In the bid to address the dwindling numbers of aviation professionals in the sector, including pilots and crew members, Aviation Minister, Cecilia Abena Dapaah has disclosed that government is concentrating on the training of professionals for the industry.
She made this known at a meeting with aviation educational institutions.
According to experts, training of professionals in the industry is bedevilled with challenges including high cost of training and a lack of training facilities, among others.
Recent market forecast by Airbus indicates that Africa would need 1,000 commercial jets and 21,700 new pilots in the next 20 years, while Boeing estimates that Africa would demand 18,000 new pilots and 22,000 technicians over the same time period.
Dapaah asked that training institutions partner government to ensure the channelling of the teeming youth into the industry, to take advantage of the expected boom in the industry.
It is estimated that Africa would lead the industry by 2030, with growth rates at about 5.9 percent, which would be more than the world average.

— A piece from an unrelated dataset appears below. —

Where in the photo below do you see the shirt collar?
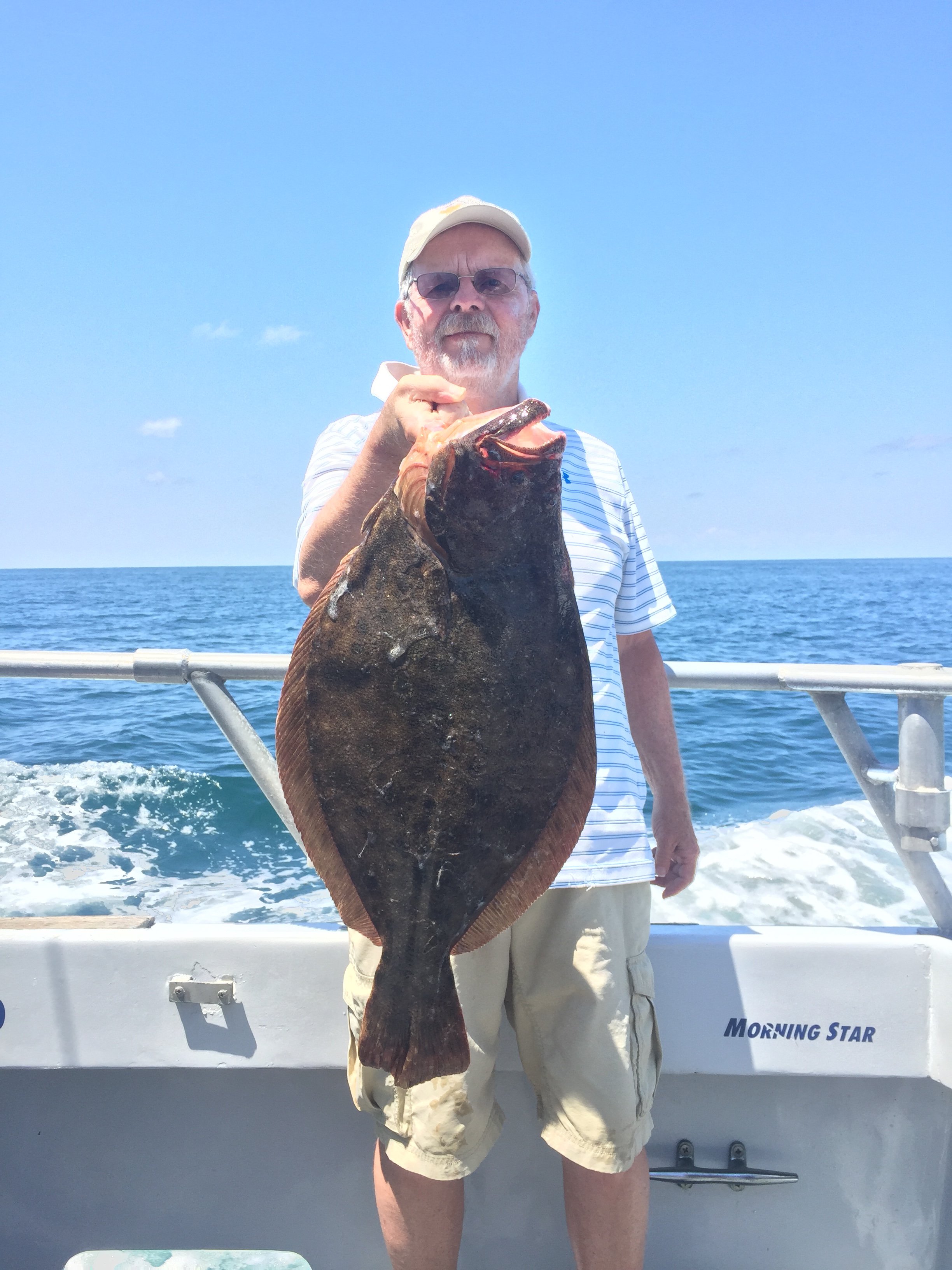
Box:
[371,362,527,401]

In addressing the cost incurred, in terms of training, industry players have called for the possible creation of some form of student loan for pilot trainees and other crew members, if the country is to curb the shortfall of such professionals.
The meeting is one of several others, which are expected to be held to address the looming crisis in the domestic industry.
Dapaah said the ministry will focus attention on providing the needed infrastructure and policies.
“Fortunately for us, geographically, we are strategically placed. So through tourism we can do a lot to increase the GDP of this country,” she observed
Dapaah noted that there are plans to have a new commercial airport for the Western and Central Regions.
She hinted at the near completion of the phase two of projects in Kumasi and Tamale, as well as the reactivation of abandoned airstrips across the country.